C’est par une nuit sinistre comme celle-ci, le 18 décembre 1793, que des milliers de. malheureux dévalaient de toutes les petites rues du vieux Toulon. Le canon tonnait à Malbousquet ; la fusillade crépitait, se rapprochant toujours, avec des redoublemens qui déchiraient l’air… Et c’étaient alors des hurlemens, des fuites éperdues, des poussées violentes, aveugles…
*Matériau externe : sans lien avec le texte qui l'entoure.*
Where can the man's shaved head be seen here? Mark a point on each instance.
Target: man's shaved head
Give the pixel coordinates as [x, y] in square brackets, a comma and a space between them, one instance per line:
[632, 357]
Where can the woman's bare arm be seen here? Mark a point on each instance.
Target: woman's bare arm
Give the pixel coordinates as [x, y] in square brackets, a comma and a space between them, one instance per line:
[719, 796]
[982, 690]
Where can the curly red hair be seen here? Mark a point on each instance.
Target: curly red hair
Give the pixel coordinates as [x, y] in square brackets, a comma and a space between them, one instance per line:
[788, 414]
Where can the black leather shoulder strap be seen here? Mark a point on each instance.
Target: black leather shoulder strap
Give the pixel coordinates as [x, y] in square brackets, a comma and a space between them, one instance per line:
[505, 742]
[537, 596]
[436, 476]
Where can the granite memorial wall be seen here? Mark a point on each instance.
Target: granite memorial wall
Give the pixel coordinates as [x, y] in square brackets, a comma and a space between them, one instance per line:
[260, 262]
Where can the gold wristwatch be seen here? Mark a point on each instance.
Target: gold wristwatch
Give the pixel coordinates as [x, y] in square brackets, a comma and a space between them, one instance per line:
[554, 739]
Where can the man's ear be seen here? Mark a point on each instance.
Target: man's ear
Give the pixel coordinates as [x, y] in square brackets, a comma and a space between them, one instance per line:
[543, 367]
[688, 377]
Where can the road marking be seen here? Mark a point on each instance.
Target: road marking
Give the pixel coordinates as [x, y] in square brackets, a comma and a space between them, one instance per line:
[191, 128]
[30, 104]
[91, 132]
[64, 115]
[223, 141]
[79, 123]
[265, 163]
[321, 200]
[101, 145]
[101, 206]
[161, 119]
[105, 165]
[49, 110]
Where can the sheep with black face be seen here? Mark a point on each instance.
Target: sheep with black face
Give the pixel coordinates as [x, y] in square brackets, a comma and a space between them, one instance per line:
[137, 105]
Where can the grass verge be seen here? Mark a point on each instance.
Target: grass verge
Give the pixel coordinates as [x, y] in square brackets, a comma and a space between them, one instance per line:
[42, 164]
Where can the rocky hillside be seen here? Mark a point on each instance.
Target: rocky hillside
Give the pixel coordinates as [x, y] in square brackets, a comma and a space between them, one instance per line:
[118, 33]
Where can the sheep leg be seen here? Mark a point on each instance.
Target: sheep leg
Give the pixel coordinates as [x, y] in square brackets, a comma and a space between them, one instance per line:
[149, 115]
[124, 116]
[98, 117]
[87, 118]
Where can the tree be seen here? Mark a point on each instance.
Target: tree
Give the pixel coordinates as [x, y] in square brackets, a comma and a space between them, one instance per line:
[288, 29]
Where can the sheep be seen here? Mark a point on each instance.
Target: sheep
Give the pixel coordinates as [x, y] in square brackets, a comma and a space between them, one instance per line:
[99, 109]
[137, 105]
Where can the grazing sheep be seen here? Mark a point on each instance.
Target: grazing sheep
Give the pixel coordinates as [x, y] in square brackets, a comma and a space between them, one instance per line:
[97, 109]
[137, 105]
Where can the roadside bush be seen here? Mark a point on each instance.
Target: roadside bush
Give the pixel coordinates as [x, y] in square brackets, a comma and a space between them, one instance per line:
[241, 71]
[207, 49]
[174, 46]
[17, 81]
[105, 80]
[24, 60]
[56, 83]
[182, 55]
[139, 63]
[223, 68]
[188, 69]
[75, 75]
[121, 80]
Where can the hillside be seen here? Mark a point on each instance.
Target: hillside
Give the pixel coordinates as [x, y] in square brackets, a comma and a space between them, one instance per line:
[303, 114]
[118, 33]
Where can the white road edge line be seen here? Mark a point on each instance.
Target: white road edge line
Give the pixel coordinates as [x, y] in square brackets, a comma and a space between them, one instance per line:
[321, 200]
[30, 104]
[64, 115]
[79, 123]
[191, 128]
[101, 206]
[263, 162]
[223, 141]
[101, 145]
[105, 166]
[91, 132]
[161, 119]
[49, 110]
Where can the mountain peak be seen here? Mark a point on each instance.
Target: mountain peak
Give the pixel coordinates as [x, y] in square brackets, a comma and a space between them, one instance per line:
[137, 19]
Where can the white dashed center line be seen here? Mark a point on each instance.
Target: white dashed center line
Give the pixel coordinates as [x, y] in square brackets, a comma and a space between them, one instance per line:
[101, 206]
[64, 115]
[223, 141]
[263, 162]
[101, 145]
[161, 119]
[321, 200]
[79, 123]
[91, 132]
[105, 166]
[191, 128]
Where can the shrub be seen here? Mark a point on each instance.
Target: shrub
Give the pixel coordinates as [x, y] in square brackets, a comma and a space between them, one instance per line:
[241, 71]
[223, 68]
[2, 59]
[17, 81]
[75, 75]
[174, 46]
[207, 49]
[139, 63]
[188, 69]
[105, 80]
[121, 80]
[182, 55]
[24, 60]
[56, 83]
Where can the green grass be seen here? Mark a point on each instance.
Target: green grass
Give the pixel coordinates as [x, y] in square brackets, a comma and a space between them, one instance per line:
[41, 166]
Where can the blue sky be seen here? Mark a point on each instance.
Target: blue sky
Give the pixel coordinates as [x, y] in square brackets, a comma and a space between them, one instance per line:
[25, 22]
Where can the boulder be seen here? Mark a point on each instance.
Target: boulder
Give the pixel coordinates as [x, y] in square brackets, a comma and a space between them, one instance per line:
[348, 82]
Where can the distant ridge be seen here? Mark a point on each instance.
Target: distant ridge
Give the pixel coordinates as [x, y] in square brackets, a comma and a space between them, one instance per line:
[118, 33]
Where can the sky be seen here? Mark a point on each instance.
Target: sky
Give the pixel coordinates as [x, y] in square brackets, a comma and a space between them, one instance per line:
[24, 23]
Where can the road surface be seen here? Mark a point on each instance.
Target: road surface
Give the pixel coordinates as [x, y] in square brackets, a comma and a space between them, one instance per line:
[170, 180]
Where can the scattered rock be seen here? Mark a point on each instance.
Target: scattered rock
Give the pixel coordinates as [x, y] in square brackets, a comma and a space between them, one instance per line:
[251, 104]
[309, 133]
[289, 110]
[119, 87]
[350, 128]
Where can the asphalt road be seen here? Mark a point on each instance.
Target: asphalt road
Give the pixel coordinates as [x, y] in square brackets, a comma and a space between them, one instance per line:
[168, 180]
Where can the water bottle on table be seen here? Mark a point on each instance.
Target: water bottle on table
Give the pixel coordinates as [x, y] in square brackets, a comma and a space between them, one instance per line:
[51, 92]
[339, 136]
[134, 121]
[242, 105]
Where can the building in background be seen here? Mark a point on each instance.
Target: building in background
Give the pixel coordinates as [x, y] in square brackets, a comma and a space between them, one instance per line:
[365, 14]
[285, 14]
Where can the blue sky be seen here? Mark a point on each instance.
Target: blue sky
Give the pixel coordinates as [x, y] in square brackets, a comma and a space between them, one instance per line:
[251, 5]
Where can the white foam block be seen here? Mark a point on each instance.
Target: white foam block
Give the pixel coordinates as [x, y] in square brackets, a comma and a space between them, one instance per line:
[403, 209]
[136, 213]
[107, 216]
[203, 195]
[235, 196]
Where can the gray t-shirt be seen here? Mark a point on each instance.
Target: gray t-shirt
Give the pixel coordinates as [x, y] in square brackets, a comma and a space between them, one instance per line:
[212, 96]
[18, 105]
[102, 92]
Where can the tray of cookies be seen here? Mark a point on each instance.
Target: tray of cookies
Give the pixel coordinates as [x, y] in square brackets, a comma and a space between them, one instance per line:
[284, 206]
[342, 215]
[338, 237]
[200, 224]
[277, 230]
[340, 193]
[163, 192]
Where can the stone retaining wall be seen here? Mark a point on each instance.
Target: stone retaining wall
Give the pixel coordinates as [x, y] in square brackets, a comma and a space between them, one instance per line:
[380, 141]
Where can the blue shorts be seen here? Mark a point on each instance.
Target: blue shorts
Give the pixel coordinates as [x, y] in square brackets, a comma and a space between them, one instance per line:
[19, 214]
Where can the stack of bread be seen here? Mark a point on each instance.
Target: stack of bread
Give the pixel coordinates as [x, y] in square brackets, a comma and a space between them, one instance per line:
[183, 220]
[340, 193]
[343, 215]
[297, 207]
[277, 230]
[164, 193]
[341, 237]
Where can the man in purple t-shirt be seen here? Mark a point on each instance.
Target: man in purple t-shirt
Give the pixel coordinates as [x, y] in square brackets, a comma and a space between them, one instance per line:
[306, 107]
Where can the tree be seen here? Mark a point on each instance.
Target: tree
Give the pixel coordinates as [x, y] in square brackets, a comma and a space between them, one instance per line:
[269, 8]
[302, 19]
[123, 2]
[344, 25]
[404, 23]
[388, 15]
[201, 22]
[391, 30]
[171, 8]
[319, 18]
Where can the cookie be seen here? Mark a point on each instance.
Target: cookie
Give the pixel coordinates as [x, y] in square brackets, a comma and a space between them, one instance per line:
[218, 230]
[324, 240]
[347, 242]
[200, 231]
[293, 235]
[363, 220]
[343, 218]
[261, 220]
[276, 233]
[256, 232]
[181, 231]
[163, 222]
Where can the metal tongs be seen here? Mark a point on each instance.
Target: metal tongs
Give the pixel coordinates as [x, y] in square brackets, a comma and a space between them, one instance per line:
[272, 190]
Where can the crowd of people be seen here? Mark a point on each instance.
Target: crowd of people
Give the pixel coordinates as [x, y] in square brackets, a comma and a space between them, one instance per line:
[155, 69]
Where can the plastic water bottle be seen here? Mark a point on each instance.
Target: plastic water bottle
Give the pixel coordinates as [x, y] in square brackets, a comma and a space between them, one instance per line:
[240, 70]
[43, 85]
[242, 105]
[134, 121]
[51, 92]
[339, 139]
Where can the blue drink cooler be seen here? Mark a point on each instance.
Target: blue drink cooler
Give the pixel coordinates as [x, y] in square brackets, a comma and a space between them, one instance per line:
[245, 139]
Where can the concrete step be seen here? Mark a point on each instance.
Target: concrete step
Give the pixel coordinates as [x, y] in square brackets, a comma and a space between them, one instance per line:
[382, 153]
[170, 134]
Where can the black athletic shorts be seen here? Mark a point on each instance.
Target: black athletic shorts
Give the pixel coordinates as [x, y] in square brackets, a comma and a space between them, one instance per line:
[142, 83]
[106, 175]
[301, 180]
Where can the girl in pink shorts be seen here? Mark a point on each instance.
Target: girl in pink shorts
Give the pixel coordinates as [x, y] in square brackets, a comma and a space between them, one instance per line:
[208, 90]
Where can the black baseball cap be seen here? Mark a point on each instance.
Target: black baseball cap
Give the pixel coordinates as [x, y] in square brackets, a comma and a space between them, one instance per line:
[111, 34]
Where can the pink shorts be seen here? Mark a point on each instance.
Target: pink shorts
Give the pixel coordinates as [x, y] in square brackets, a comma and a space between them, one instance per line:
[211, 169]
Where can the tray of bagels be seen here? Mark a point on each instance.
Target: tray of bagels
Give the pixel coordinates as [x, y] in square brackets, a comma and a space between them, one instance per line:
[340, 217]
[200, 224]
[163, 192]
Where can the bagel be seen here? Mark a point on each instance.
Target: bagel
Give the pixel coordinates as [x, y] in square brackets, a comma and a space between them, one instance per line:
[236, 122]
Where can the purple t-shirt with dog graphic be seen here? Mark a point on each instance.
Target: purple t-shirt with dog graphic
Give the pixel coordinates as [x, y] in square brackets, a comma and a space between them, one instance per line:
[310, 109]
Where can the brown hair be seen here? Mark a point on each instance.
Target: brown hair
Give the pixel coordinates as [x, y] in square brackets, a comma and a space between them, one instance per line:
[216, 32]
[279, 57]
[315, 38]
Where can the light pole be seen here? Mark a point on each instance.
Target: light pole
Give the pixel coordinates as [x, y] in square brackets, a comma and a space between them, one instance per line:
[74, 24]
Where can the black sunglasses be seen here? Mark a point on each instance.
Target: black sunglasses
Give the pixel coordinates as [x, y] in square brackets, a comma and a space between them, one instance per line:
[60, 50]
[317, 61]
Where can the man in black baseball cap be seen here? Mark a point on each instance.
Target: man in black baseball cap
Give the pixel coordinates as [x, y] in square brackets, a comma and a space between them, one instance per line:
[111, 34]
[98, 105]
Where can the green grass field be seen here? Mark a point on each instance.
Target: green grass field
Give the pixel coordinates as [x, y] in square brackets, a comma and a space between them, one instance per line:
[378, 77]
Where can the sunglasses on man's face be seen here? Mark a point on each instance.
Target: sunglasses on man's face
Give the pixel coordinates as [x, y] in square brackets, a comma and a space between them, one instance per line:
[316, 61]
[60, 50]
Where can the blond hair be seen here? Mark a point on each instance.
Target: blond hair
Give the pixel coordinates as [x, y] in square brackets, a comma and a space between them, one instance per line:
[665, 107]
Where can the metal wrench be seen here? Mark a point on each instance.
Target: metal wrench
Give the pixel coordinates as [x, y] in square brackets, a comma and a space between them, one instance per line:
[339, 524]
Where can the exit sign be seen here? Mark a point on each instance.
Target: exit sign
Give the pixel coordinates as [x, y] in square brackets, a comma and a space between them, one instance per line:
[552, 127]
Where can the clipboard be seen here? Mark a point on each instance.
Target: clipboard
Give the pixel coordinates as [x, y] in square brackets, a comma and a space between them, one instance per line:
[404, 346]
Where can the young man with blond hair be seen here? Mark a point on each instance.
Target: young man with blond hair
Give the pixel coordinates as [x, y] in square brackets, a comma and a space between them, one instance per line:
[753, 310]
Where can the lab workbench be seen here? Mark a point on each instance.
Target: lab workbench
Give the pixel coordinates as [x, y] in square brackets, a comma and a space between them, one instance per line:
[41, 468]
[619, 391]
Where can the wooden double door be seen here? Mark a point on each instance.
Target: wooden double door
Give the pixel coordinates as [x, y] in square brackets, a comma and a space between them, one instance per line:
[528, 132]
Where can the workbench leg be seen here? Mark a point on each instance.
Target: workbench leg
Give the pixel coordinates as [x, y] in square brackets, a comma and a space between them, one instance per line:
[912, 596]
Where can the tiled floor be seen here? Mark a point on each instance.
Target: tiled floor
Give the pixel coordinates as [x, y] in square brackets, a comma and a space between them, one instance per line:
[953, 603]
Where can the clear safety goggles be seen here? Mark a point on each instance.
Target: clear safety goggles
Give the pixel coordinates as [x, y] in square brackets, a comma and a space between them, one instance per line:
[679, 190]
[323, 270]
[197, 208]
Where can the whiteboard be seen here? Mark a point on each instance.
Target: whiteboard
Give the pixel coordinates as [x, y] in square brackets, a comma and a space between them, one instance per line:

Mais elle arrive trop tard, cette foule de misérables ! Déjà toutes les barques du port sont prises, déjà les canots des flottes alliées sont remplis à couler bas de fugitifs plus avisés, — les chefs, les meneurs ! — qui poussent en hâte, qui s’éloignent, sourds à toutes les supplications. Seules, les grosses chaloupes sont encore accostées au quai, tellement encombrées que les équipages ne peuvent plus manier les avirons. Les derniers venus, des femmes, des enfans, s’accrochent au plat-bord ; ils invoquent tout ce qu’il y a de sacré sur la terre et dans le ciel… Mais la peur rend féroces les marins anglais. Ils leur coupent les mains à coups de sabre, les assomment à coups de crosse et de gaffe, les jettent dans l’eau noire… Et il en arrive toujours d’autres !… D’autres qui tomberont le lendemain au champ de la Rode, sous les balles des soldats de la Convention.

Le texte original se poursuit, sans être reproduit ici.